Australia — If you havent got a bushfire survival plan, now is the time to prepare one, says Rural Fire Service South West Slopes district manager Andrew Dillon.
While the Bureau of Meteorology (BOM) is predicting there is only 30 to 40 per cent chance of warmer than normal days in southern NSW in spring leading into summer, Mr Dillon said the RFS forecasts there will be above average fire activity in the South West Slopes Zone heading into the fire season.
This is due to Young experiencing a good and moist winter and already warm spring days, making for ample fuel in the form of long, dry grass to feed fires.
There is a real risk of fires escaping, Mr Dillon said.
He said at every opportunity he gets he tells people to download a bushfire survival plan.
Nows the time to start preparing for it last fire season should still be fresh in peoples minds.
The highest temperature to hit Young last summer was 42.6 degrees, recorded by the BOM at Youngs airport on January 18 the same day the 1600 hectare Watershed Stud fire started in Moppity Road.
December recorded 36.5 degrees as its highest for the month and February, 37.8 degrees.
Were expecting a normal summer (in temperature) and with a normal summer comes the risk of fires, Mr Dillon said.

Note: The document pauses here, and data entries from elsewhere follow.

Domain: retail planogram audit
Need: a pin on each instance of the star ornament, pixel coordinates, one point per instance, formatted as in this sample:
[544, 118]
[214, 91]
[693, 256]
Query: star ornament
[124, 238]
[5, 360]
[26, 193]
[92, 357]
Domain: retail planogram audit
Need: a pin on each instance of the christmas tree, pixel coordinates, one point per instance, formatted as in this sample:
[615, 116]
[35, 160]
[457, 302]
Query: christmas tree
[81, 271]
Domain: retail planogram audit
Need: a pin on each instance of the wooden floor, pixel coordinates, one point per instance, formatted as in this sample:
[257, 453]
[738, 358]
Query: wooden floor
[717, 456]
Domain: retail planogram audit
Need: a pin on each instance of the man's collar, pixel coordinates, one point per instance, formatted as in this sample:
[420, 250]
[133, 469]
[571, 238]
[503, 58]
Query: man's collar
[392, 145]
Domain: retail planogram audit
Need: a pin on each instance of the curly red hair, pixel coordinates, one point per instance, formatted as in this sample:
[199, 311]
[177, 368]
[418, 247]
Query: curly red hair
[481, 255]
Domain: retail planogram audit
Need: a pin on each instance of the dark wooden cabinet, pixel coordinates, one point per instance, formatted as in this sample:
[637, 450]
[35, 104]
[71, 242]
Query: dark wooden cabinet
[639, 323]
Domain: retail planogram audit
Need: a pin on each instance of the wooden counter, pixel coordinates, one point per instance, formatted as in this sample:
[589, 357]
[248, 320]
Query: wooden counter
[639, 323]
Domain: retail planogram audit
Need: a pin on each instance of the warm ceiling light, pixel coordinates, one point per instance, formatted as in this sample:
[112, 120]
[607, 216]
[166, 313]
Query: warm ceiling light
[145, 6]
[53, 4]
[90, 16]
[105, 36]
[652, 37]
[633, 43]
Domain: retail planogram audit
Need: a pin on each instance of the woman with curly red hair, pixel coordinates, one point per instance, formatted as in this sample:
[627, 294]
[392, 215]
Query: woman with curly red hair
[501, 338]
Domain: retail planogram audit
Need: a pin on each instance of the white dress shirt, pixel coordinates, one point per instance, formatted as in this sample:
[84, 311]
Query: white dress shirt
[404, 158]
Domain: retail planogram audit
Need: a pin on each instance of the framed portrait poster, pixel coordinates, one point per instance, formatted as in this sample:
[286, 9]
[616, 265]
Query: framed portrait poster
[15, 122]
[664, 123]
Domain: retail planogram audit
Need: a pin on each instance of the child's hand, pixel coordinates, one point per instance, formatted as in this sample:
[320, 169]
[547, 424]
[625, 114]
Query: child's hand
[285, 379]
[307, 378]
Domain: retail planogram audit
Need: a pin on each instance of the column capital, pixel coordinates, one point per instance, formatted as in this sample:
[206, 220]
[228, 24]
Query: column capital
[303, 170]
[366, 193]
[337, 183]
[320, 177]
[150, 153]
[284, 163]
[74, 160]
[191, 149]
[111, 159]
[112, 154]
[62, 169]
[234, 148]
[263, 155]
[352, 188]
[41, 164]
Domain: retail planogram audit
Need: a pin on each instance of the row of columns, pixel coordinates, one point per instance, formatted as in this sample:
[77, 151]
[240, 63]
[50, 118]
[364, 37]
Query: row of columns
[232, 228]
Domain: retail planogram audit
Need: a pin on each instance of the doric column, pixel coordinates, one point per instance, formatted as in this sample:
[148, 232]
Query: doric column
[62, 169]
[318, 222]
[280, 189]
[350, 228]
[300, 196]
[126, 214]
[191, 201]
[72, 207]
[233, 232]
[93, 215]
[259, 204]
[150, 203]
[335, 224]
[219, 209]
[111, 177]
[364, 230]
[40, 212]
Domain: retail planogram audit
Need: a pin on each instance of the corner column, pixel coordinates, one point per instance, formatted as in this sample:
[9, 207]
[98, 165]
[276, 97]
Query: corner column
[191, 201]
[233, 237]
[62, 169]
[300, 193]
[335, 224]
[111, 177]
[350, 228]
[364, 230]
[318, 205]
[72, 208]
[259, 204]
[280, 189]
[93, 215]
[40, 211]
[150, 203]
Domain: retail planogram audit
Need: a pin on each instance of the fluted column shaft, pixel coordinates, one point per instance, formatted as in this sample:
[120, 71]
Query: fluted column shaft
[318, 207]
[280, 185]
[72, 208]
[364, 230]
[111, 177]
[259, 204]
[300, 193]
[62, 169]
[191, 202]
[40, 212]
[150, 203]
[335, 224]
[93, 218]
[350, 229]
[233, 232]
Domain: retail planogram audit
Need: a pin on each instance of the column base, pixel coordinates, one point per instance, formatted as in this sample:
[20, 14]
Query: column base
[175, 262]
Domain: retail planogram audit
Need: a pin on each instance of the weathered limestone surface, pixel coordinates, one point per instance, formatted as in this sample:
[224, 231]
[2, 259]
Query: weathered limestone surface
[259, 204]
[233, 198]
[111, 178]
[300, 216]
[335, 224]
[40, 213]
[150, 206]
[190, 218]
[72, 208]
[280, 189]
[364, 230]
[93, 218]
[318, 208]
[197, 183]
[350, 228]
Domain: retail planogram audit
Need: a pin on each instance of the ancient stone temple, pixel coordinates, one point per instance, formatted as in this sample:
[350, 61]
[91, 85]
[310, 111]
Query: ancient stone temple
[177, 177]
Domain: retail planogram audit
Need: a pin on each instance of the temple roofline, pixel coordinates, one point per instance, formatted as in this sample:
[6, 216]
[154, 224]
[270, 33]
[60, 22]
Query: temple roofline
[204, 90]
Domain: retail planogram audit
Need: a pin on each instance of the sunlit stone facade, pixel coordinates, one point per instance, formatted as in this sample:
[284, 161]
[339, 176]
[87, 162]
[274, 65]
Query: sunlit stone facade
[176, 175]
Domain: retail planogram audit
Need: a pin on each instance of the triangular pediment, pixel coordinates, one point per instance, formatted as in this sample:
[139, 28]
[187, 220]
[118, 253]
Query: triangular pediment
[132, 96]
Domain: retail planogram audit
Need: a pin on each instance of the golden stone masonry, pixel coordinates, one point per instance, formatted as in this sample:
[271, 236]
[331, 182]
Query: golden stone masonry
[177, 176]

[It] certainly has the potential of bad fire days for large grass fires.
Heading into the bushfire danger period (starting from October 1), the RFS is asking landholders in bushfire areas to make sure they keep their grass low around their homes.
Local RFS brigades have started carrying out hazard reduction burns, targeting roadsides west of towns and villages to create breaks.
Fires generally start from the west and head in an easterly direction, Mr Dillon said.
They have already covered areas such as Wickham Lane and Scenic Road, and will be doing a major burn along the railway line in Bendick Murrell in two weeks.